Une circulaire du ministère de la Justice du 26 septembre 1995 relative « à l'autorité judiciaire et à la lutte contre l'immigration clandestine » vise à « améliorer l'efficacité » du dispositif mis en œuvre par les lois des 24 août et 30 décembre 1993 portant sur la maîtrise de l'immigration. Elle va à l'encontre de la circulaire de ce même ministère du 11 juillet 1994 (1) qui demandait aux procureurs de ne pas poursuivre les étrangers en situation irrégulière n'ayant commis aucune infraction.
La circulaire du 26 septembre appuie explicitement le « plan d'action » du gouvernement en matière de lutte contre l'immigration clandestine en précisant que « l'autorité judiciaire doit y prendre toute sa part ».

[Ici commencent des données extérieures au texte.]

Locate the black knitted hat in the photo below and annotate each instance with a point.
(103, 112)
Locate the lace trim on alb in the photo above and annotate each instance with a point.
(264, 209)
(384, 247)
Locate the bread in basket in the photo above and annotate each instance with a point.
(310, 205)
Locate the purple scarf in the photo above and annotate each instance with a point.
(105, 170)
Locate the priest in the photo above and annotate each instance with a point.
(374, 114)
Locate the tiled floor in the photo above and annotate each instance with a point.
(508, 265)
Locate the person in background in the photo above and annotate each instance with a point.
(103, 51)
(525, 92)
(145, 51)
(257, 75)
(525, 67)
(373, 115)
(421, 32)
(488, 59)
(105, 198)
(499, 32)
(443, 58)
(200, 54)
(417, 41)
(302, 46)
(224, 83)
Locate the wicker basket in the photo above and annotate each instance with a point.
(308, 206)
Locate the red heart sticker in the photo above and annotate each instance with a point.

Il arrive trop fréquemment, poursuit-elle, que des étrangers détenus faisant l'objet de mesures d'interdiction du territoire ou d'arrêtés de reconduite à la frontière ou d'expulsion ne puissent être reconduits à l'issue de leur peine de détention parce que les démarches nécessaires (détermination de l'état civil, production de documents d'identité) n'ont pu être effectuées en temps utile. C'est ainsi que 76 % des échecs d'exécution des interdictions du territoire sont dus au défaut de document « transfrontière », indique la circulaire. « C'est d'ailleurs l'une des situations où le taux de reconduites à la frontière effectivement ramenées à exécution est le plus faible, ce qui n'est pas admissible. »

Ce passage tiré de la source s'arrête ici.